The various fields are also variables, and you can assign things to them. If you wanted to delete the 10th field from each line, you could do it by printing fields 1 through 9, and then from 11 on using a for-loop (see below). But, this will do it very easily:

 > awk '{$10=""; print }' filename

In many ways, awk is like C. The "for", "while", "do-while", and "if" constructs all exist. Statements can be grouped with curly braces. This script will print each field of each record on its own line.

 > awk '{for(i=1;i<=NF;i++) print $i }' filename

If you want to produce format that is a little better formatted than the "print" statement gives you, you can use "printf" just like in C. Here is an example that treats the first field as a string, and then does some numeric stuff

 > awk '{printf("%s %03d %02d %.15g\n",$1,$2,$3,$3/$2); }' filename

With printf, you need the explicit newline character.

We can use "printf" to print stuff without the newline, which is useful for printing record fields in reverse order, one record per line:

 > awk '{for(i=NF;i > 0;i--) printf("%s",$i); printf("\n"); }' filename

Associative arrays

[edit | edit source]

awk has associative arrays, indexed by strings. It has no direct analogue of arrays from the C language. String-indexed associative arrays are useful in their own right, but making them work as normal arrays is cumbersome.
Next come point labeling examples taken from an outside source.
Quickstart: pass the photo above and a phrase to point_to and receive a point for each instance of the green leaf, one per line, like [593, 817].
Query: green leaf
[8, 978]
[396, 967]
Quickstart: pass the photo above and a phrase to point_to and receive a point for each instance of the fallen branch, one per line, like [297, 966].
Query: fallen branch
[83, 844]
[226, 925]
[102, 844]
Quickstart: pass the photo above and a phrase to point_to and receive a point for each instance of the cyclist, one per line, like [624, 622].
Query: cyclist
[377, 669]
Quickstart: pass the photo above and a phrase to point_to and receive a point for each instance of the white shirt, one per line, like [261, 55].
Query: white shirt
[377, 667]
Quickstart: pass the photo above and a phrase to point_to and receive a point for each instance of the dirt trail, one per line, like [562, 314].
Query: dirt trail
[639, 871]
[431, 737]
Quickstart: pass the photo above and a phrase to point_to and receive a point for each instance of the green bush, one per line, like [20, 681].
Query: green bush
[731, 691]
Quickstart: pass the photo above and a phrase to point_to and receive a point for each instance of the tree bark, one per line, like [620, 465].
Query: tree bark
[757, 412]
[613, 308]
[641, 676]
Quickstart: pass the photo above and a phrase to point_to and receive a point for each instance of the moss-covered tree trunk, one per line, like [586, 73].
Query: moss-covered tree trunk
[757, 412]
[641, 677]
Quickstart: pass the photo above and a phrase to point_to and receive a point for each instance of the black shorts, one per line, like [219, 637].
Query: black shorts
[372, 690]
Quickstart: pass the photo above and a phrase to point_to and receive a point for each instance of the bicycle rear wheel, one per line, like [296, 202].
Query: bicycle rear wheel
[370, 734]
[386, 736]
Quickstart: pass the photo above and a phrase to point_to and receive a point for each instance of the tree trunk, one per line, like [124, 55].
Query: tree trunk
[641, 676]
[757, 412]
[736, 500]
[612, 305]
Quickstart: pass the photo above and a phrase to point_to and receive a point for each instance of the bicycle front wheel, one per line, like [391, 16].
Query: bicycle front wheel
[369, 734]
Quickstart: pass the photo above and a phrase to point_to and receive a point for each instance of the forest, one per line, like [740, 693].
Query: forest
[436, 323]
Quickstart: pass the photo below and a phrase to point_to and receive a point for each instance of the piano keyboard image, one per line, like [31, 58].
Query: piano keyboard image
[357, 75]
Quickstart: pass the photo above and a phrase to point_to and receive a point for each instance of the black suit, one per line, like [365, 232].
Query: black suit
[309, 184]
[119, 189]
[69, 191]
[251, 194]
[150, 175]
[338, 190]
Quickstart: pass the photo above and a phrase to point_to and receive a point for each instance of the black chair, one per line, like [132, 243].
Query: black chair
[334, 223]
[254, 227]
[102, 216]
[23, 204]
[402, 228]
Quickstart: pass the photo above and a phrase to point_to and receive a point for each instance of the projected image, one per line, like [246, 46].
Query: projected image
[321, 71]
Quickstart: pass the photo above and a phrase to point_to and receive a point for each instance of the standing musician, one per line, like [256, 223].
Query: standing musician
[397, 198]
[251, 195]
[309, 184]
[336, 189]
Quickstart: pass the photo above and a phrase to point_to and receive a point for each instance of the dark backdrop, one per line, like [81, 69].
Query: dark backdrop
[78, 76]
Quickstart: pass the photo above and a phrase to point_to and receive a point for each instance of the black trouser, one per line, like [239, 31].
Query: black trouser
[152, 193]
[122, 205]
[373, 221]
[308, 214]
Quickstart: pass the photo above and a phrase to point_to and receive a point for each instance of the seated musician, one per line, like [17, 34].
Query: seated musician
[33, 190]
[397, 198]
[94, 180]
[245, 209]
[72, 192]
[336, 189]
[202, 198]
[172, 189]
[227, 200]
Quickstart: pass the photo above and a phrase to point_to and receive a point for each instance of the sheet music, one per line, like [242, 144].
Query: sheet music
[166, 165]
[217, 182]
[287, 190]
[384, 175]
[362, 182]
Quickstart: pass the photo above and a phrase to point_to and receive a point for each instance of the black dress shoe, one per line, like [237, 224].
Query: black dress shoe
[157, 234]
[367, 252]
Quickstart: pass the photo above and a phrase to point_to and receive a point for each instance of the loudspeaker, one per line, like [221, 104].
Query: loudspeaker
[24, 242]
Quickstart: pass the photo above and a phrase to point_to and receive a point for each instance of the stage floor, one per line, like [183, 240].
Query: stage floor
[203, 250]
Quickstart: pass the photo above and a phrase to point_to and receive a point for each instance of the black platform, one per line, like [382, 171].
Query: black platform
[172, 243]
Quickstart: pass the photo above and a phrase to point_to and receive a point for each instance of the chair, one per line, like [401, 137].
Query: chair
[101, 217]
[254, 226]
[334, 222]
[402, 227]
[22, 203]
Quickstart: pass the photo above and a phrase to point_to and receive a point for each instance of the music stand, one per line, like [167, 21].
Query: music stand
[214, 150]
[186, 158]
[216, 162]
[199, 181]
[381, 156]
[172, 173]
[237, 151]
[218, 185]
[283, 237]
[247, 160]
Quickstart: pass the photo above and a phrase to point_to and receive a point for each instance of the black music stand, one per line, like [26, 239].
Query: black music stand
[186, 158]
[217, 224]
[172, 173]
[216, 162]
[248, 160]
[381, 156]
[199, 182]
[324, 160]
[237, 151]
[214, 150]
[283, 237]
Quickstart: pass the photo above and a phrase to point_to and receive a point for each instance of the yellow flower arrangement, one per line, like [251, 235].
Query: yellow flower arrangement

For example, we can count the frequency of words in a document (ignoring the icky part about printing them out):

> awk '{for(i=1;i <=NF;i++) freq[$i]++ }' filename

The array will hold an integer value for each word that occurred in the file. Unfortunately, this treats "foo", "Foo", and "foo," as different words. Oh well. How do we print out these frequencies? awk has a special "for" construct that loops over the values in an array. This script is longer than most command lines, so it will be expressed as an executable script:

#!/usr/bin/awk -f
{for(i=1;i <=NF;i++) freq[$i]++ }
END{for(word in freq) print word, freq[word]  }

This loop-over-an-array seems to go in no particular order. Thus, the output from a program like this must often be piped through sort(1) in order to be useful.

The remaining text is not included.